I admit it.
I was one of "those" women. The type who always has a bunch of male friends and doesn't see anything wrong with that. The type who says that she has problems "getting along with" or understanding other women. Let me tell you something about women like me.
It's not you. It's us.
Sorry, sisters who hang out with the guys and always say it's because there is no drama. I'm blowing up your spot.
The reality is, (at least for me) the harsh terrain of high school social hierarchy left a really foul taste in my mouth and I never wanted to deal with it again.
Little did I realize that I dug my own hole for the longest time. That "I don't give a fuck" image that I was presenting to the world was a problem. It made me standoffish. (Ever heard that line: "when I first met you I thought you were a huge bitch". Yeah. Can't always blame it on the RBF.)
People thought I was a bitch because I WAS one. Or I didn't bother correcting them at all.
I had friends. Sure they were dudes and would never really get what being a girl/woman was all about, but hey, I had friends.
What I didn't understand then, that I truly understand now, is that I was at fault for perpetuating stereotypes against my own sex. "Bitches be crazy" or some nonsense that guys would say, I would agree with, because I thought I was just being one of the guys.
News flash younger me: you aren't one of the guys, and there's nothing wrong with that.

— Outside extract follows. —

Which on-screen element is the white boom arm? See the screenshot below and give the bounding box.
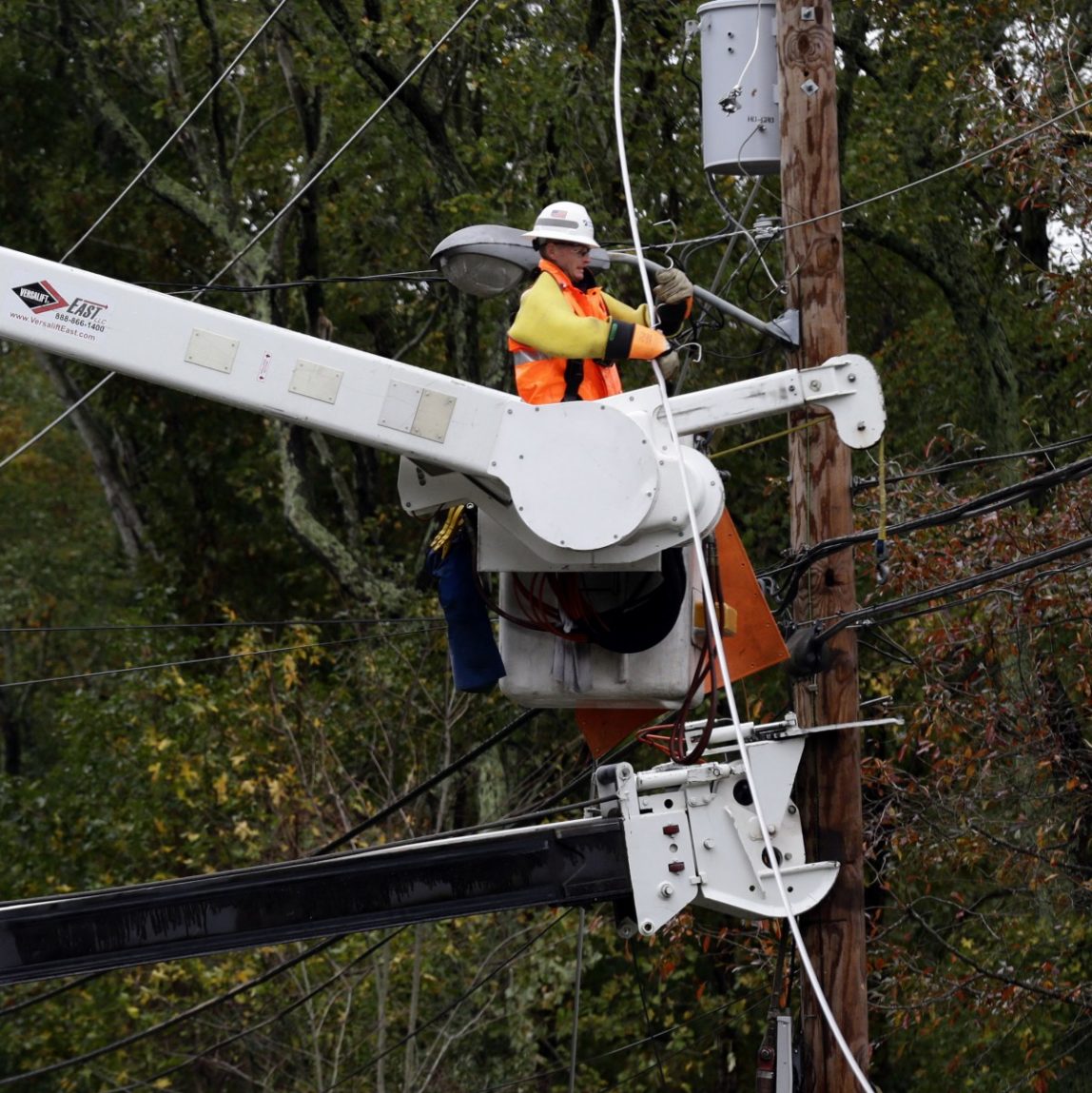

Sure. I have trained in Muay Thai for the last 8 years or so (off and on). I like video games. I like cars. I like a lot of "guy" things. I'm not really into makeup. I shop when I need stuff, not for fun. I paint my nails occasionally but it's not that big of a deal. I'm not huge into stereotypical "girl" things.
That isn't a valid excuse to say that I can't relate to other women. It's a cop out. It's laziness.
I used to make the same excuse. I didn't value my fellow women for who they were. I reduced them to their femininity. I turned them into flat characters instead of the brilliant, strong, multifaceted, complex human beings that they are. I was not a voice for women, or men who fall outside the typical male stereotype. I was a straight up asshole.
I'm not saying that you can't have guy friends. I still have many of the same guy friends that I had back then. We hang out. We also talk about their relationships, their careers, and their lives.
For a long time, I was giving my male friends better treatment than those women who I could have been friends with. I was treating my male friends like complex human beings, but was not extending that same courtesy to the women around me.
That's not okay.
I'm 26 now. I've learned much and have much to learn. I have female friends. I ask them about their lives, their jobs, their boyfriends/husbands/girlfriends/wives, their living situations, their troubles. The women around me have morphed from flat, 2-D characters, to complex emotional and wonderful human beings.
I'm sure that in my young and stupid days, I ruined some good chances of having a few good female friends. (All the regrets.)
But I think that without that time, and without the learning curve, I wouldn't appreciate my female friends like I do now.
Being one of the guys doesn't mean that you can't have female friends. It also doesn't mean that you can't be feminine.
Being a woman doesn't mean that you can't be tough. It doesn't mean that you can't be strong. It doesn't mean that you can't do the "manly" things, like drink beer and watch football.
Being a human means liking what you like, doing what you do, and finding people along the way that appreciate you for who you are.